On the other hand, the formation of such an organoaluminum compound was proved by direct determination with the aid of the Mössbauer effect*. A Mössbauer spectrum was first obtained for a solution of tetraphenyltin in cyclohexane (0.625 g per 100 ml). The magnitude of the measured chemical shift corresponded completely to the reference sample. The absence of chemical interaction between tetraphenyltin and vanadium chloride was confirmed by the fact that the Mössbauer spectrum recorded for a solution of this mixture in cyclohexane was completely identical to the spectrum for tetraphenyltin. By contrast, the Mössbauer spectrum for the catalytic system $\mathrm{Sn(C_6H_5)_4 + 2AlBr_3}$ showed a clearly expressed quadrupole splitting of the spectral lines, characteristic of the formation of a bromine-substituted organotin compound, to which the formula $\mathrm{Sn(C_6H_5)_2Br_2}$ can most probably be assigned.
Thus, it seems to us that the mechanism of ethylene polymerization with the catalytic system $\mathrm{Sn(C_6H_5)_4 + AlBr_3 + VCl_4}$ includes, as the first stage, the interaction of $\mathrm{Sn(C_6H_5)_4}$ and $\mathrm{AlBr_3}$:
$$ \mathrm{Sn(C_6H_5)_4 + 2AlBr_3 \rightarrow 2AlC_6H_5Br_2 + Sn(C_6H_5)_2Br_2} $$
In the second stage, an active catalytic complex is formed between $\mathrm{AlC_6H_5Br_2}$ and $\mathrm{VCl_4}$. The transition metal here provides free $d$-orbitals for the formation of a $\pi$-complex with the olefin.
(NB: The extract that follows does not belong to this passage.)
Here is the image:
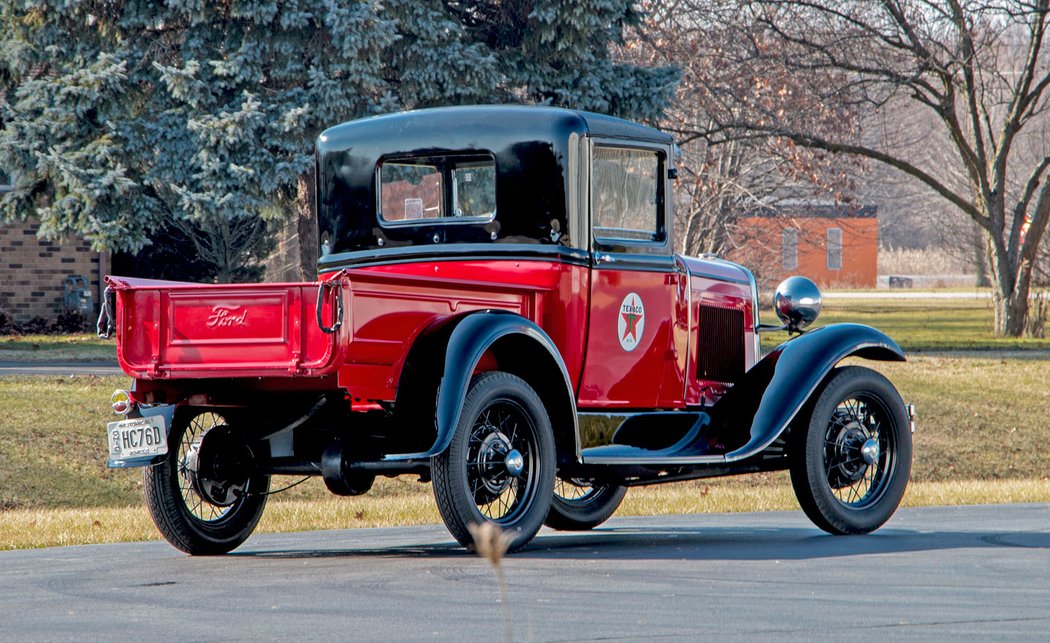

Institute of Petrochemical Synthesis
Academy of Sciences of the USSR
Received
26 III 1963
CITED LITERATURE
- W. Carrick, K. Kluiber, et al., J. Am. Chem. Soc., 82, 3883 (1960).
- L. L. Stotskaya, A. V. Topchiev, B. A. Krentsel, DAN, 146, 372 (1962).
- A. V. Topchiev, L. L. Stotskaya, B. A. Krentsel, Plastmassy, No. 12, 3 (1962).
- W. Carrick, J. Am. Chem. Soc., 80, 6455 (1958).
- Z. M. Manulkin, ZhOKh, 18, 299 (1948).
* The Mössbauer spectra were recorded in the laboratory of L. S. Polak, and their detailed consideration will be the subject of a separate publication.